El Banco Busto, moreover, had held the mortgage on the little building whose first floor was Father’s shop and whose second story was our home. Father used to own the building, thanks to a loan from the bank. After
the bank failed, though, its receivers liquidated all its assets, foreclosing all the mortgages which were in arrears, which was most of them. Guess why they were in arrears? Practically everybody had been dumb enough to entrust their savings to El Banco Busto.
So the father I found reading Marilee’s letters in the afternoon was a man who had become a mere tenant in a building he used to own. As for the shop downstairs: it was vacant, since he couldn’t afford to rent that, too. All his machinery had been sold at auction anyway in order to get a few pennies for what we were: people who had been dumb enough to entrust his or her savings to El Banco Busto.
What a comedy!
Father looked up from Marilee’s letters when I came in with my schoolbooks, and he said, “You know what this woman is? She has promised you everything, but she has nothing to give.” He named the Armenian sociopath who had swindled him and Mother in Cairo. “She is the new Vartan Mamigonian,” he said.
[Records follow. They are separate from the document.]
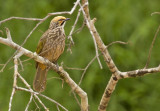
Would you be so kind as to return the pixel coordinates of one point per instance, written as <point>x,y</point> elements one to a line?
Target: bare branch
<point>150,50</point>
<point>20,18</point>
<point>60,71</point>
<point>115,42</point>
<point>30,100</point>
<point>15,79</point>
<point>94,40</point>
<point>107,93</point>
<point>40,22</point>
<point>139,72</point>
<point>36,93</point>
<point>85,69</point>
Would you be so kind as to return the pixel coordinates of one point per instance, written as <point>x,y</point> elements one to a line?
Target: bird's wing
<point>40,46</point>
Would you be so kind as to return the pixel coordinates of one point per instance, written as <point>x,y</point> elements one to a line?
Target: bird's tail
<point>39,83</point>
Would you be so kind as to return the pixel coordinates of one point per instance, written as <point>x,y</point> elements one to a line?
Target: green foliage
<point>117,20</point>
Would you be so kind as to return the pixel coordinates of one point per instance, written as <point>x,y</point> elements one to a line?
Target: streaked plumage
<point>51,45</point>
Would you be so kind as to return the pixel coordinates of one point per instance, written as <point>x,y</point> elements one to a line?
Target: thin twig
<point>150,50</point>
<point>36,104</point>
<point>30,100</point>
<point>20,18</point>
<point>36,93</point>
<point>15,80</point>
<point>85,69</point>
<point>79,29</point>
<point>94,40</point>
<point>115,42</point>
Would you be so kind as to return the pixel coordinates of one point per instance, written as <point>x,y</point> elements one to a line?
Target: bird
<point>50,46</point>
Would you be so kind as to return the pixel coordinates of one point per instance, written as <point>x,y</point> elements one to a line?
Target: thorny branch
<point>116,74</point>
<point>98,43</point>
<point>60,71</point>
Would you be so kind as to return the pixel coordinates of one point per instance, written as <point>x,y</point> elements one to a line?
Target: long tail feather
<point>39,83</point>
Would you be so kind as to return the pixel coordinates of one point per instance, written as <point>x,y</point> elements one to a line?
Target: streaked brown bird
<point>51,45</point>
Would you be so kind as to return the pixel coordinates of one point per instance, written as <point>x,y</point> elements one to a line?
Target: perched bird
<point>51,45</point>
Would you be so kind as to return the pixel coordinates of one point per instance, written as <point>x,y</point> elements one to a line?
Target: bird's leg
<point>56,65</point>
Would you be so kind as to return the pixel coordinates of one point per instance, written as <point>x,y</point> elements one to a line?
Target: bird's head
<point>58,21</point>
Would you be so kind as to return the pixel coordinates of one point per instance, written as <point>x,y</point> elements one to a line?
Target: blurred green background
<point>117,20</point>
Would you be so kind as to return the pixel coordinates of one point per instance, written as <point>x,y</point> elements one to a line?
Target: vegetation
<point>128,21</point>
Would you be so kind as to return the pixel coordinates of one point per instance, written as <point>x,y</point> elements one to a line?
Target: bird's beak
<point>67,19</point>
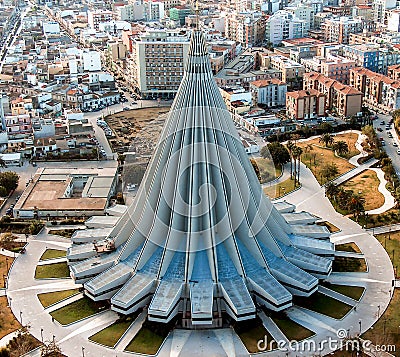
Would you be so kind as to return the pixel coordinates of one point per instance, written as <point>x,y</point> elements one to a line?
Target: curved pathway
<point>377,281</point>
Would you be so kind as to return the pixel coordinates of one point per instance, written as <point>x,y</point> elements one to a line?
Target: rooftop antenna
<point>197,15</point>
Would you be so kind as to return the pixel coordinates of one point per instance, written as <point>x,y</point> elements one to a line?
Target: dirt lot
<point>137,130</point>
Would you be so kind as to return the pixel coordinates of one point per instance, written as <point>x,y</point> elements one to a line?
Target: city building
<point>284,25</point>
<point>344,100</point>
<point>67,192</point>
<point>292,72</point>
<point>380,92</point>
<point>199,270</point>
<point>339,29</point>
<point>95,17</point>
<point>157,61</point>
<point>246,28</point>
<point>179,14</point>
<point>269,92</point>
<point>305,104</point>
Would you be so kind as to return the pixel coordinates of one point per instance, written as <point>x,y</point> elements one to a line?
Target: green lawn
<point>111,334</point>
<point>280,189</point>
<point>331,227</point>
<point>324,305</point>
<point>47,299</point>
<point>354,292</point>
<point>57,270</point>
<point>386,331</point>
<point>292,330</point>
<point>78,310</point>
<point>346,264</point>
<point>252,331</point>
<point>146,341</point>
<point>391,242</point>
<point>53,254</point>
<point>348,247</point>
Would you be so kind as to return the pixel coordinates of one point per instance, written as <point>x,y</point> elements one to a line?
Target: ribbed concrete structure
<point>201,238</point>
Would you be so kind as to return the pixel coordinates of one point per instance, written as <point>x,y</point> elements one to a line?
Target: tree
<point>327,139</point>
<point>9,180</point>
<point>290,145</point>
<point>331,190</point>
<point>329,171</point>
<point>280,155</point>
<point>340,147</point>
<point>326,128</point>
<point>297,151</point>
<point>7,239</point>
<point>256,169</point>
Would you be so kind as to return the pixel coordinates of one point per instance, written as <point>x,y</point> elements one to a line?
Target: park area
<point>316,155</point>
<point>366,185</point>
<point>140,128</point>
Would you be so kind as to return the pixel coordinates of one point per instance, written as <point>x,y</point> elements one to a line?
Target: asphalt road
<point>390,149</point>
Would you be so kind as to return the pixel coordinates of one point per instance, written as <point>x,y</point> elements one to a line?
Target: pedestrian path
<point>131,332</point>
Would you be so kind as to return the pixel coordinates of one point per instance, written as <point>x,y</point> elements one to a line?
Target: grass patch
<point>319,156</point>
<point>66,233</point>
<point>346,264</point>
<point>366,185</point>
<point>292,330</point>
<point>348,247</point>
<point>57,270</point>
<point>250,332</point>
<point>386,330</point>
<point>111,334</point>
<point>280,189</point>
<point>48,299</point>
<point>8,323</point>
<point>149,339</point>
<point>78,310</point>
<point>5,264</point>
<point>391,242</point>
<point>53,254</point>
<point>354,292</point>
<point>332,228</point>
<point>323,304</point>
<point>268,171</point>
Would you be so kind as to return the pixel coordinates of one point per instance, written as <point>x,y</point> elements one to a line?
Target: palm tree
<point>340,147</point>
<point>327,139</point>
<point>290,145</point>
<point>297,151</point>
<point>331,190</point>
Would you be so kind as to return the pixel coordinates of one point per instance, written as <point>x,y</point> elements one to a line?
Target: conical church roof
<point>201,238</point>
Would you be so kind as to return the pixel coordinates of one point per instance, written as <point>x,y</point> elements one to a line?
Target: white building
<point>51,28</point>
<point>157,61</point>
<point>270,92</point>
<point>91,61</point>
<point>284,25</point>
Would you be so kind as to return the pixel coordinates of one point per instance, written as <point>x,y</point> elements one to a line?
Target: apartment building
<point>292,71</point>
<point>284,25</point>
<point>394,72</point>
<point>246,28</point>
<point>339,29</point>
<point>380,92</point>
<point>343,99</point>
<point>269,92</point>
<point>305,104</point>
<point>95,17</point>
<point>155,67</point>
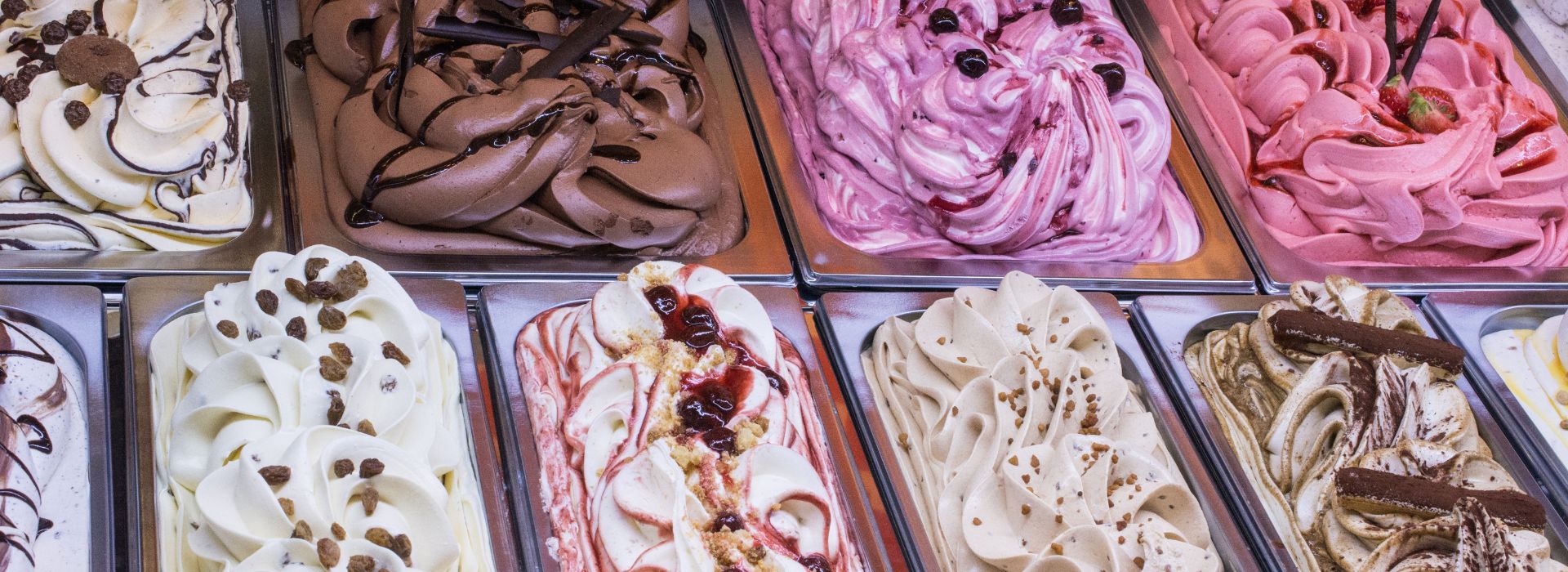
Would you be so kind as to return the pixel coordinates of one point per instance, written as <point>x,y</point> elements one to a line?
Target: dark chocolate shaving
<point>1300,329</point>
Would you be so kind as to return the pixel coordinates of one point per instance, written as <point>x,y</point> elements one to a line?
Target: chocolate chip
<point>369,498</point>
<point>334,411</point>
<point>267,300</point>
<point>240,92</point>
<point>78,22</point>
<point>320,290</point>
<point>332,370</point>
<point>313,268</point>
<point>341,351</point>
<point>391,351</point>
<point>274,476</point>
<point>54,34</point>
<point>328,552</point>
<point>296,288</point>
<point>332,319</point>
<point>78,114</point>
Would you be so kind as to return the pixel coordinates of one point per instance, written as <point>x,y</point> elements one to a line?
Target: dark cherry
<point>1116,77</point>
<point>814,563</point>
<point>1067,11</point>
<point>944,20</point>
<point>973,63</point>
<point>726,519</point>
<point>720,440</point>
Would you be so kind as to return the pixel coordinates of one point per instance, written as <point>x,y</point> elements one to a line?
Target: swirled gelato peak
<point>676,431</point>
<point>1022,442</point>
<point>124,126</point>
<point>506,127</point>
<point>1363,450</point>
<point>978,129</point>
<point>311,419</point>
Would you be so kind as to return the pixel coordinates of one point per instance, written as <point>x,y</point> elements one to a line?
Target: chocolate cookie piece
<point>93,58</point>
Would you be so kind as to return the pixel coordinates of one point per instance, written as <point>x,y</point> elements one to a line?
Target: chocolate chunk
<point>342,353</point>
<point>267,300</point>
<point>296,288</point>
<point>95,60</point>
<point>328,552</point>
<point>78,114</point>
<point>78,22</point>
<point>54,34</point>
<point>332,370</point>
<point>391,351</point>
<point>240,92</point>
<point>1300,329</point>
<point>274,476</point>
<point>1375,491</point>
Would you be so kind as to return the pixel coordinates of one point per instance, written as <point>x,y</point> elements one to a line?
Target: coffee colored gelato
<point>1021,440</point>
<point>518,127</point>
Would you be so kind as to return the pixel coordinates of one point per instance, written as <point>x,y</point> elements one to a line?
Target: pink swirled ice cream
<point>978,129</point>
<point>1348,172</point>
<point>676,431</point>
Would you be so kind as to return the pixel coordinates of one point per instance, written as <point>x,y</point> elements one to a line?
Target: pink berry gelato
<point>1344,168</point>
<point>978,129</point>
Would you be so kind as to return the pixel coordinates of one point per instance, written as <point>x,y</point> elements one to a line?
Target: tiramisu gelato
<point>311,419</point>
<point>978,129</point>
<point>518,127</point>
<point>44,436</point>
<point>1352,433</point>
<point>122,126</point>
<point>1021,440</point>
<point>676,431</point>
<point>1421,143</point>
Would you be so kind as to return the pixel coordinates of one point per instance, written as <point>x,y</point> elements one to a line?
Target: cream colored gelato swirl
<point>158,167</point>
<point>257,380</point>
<point>1024,444</point>
<point>1295,418</point>
<point>678,431</point>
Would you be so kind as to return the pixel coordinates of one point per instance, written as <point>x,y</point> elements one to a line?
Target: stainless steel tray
<point>1465,319</point>
<point>267,230</point>
<point>151,303</point>
<point>1169,324</point>
<point>761,256</point>
<point>850,319</point>
<point>507,309</point>
<point>826,262</point>
<point>1275,264</point>
<point>74,317</point>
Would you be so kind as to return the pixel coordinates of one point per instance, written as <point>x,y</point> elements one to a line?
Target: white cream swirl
<point>160,167</point>
<point>1024,444</point>
<point>238,392</point>
<point>635,478</point>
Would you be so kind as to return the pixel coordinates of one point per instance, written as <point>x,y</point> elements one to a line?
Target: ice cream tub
<point>850,322</point>
<point>61,244</point>
<point>828,262</point>
<point>1170,324</point>
<point>153,303</point>
<point>506,248</point>
<point>507,309</point>
<point>1392,245</point>
<point>54,343</point>
<point>1468,319</point>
“What do you mean?” I said.
And he said exactly as though the handwritten letters were bonds or insurance policies or whatever: “I have just read the fine print.” He went on to say that Marilee’s first letters had been rich in phrases like “Mr. Gregory says,” and “Mr. Gregory feels,” and “Mr. Gregory wants you to know,” but that, since the third letter, such locutions had entirely disappeared. “This is a
nobody,” he said, “who will never be anybody, who is trying to get somebody anyway, by stealing the reputation of Gregorian!”
I felt no shock. Some part of me had noticed the same thing about the letters. Some other part of me had managed to bury the bad, bad implications.